Three concept designs for a new rock drill that is set to disrupt the mining industry were revealed at the Mandela Mining Precinct (MMP).
Following a nationwide initiative to gather concept designs for a new rock drill, the MMP is proud to announce three winning entries submitted by Fermel, HPE and Novatek. These finalists’ concept designs will move onto phase II in developing a proof of concept that will deliver a lighter and energy efficient rock drill.
“This initiative is fully aligned to the South African Mining Extraction, Research, Development and Innovation (SAMERDI) programmes looking at sustainability and longevity of current mines,” says CSIR manager: Mineral Resources, Navin Singh.
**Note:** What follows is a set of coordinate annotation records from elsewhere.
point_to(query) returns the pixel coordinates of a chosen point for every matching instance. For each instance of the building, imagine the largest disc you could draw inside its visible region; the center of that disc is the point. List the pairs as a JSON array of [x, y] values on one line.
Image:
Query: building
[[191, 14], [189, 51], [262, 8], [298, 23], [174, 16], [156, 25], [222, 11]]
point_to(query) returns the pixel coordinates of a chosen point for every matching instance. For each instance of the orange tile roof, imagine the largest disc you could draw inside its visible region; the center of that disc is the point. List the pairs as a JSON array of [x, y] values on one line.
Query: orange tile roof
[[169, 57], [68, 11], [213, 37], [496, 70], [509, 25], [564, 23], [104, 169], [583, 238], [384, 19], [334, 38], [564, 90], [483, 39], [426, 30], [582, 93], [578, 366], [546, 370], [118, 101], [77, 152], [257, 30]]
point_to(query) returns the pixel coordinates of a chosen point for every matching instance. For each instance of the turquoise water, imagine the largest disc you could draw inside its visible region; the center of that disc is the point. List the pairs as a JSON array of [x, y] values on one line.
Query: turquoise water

He adds that this is the first initiative for developing South African solutions to a South African problem. Navin is also the co-director of the MMP.
The isidingo DRILL Open Design Challenge is an initiative driven by the MMP. The Open Design Challenge called for designs and concepts for new underground mining drills. “This challenge was designed to gather ideas from different people,” said MMP co-director, Alastair MacFarlane, during the awards ceremony.
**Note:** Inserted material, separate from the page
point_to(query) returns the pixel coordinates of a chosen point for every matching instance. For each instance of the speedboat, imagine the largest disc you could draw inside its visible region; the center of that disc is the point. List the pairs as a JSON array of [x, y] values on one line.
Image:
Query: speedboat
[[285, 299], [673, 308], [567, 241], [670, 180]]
“We will be working with the Technology Innovation Agency to fund the finalists in taking their concept further,” said Clen Cook, director of the Research Institute for Innovation and Sustainability. Finalists now have 60 days within which they need to come up with a proof of concept.
Current drilling technology is not energy efficient, as well as being heavy, noisy and prone to extreme vibration which results in fatigue, noisy induced hearing loss and white-knuckle syndrome. In addition, the conventional configuration means that operators are exposed to the most dangerous conditions of the mine (such as falling ground, seismicity and gas blows).
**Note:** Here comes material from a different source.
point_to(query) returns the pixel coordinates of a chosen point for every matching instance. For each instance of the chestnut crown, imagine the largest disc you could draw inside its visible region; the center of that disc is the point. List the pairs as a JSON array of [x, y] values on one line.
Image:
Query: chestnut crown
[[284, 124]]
In an attempt to improve the operational cost, as well as the health and safety of rock drill operators, interested parties were asked to submit a concept design based on four key, and six secondaries, criteria. These were evaluated by a panel of subject-matter experts in the field based on the following criteria, the concept drill must have a weight reduction from 32kg to about 16kg; can be set up and taken down within 15 minutes; must use an alternate power source to compressed air; and must incorporate parallelism.
Following the proof of concept phase, finalists will be required to develop a prototype drill.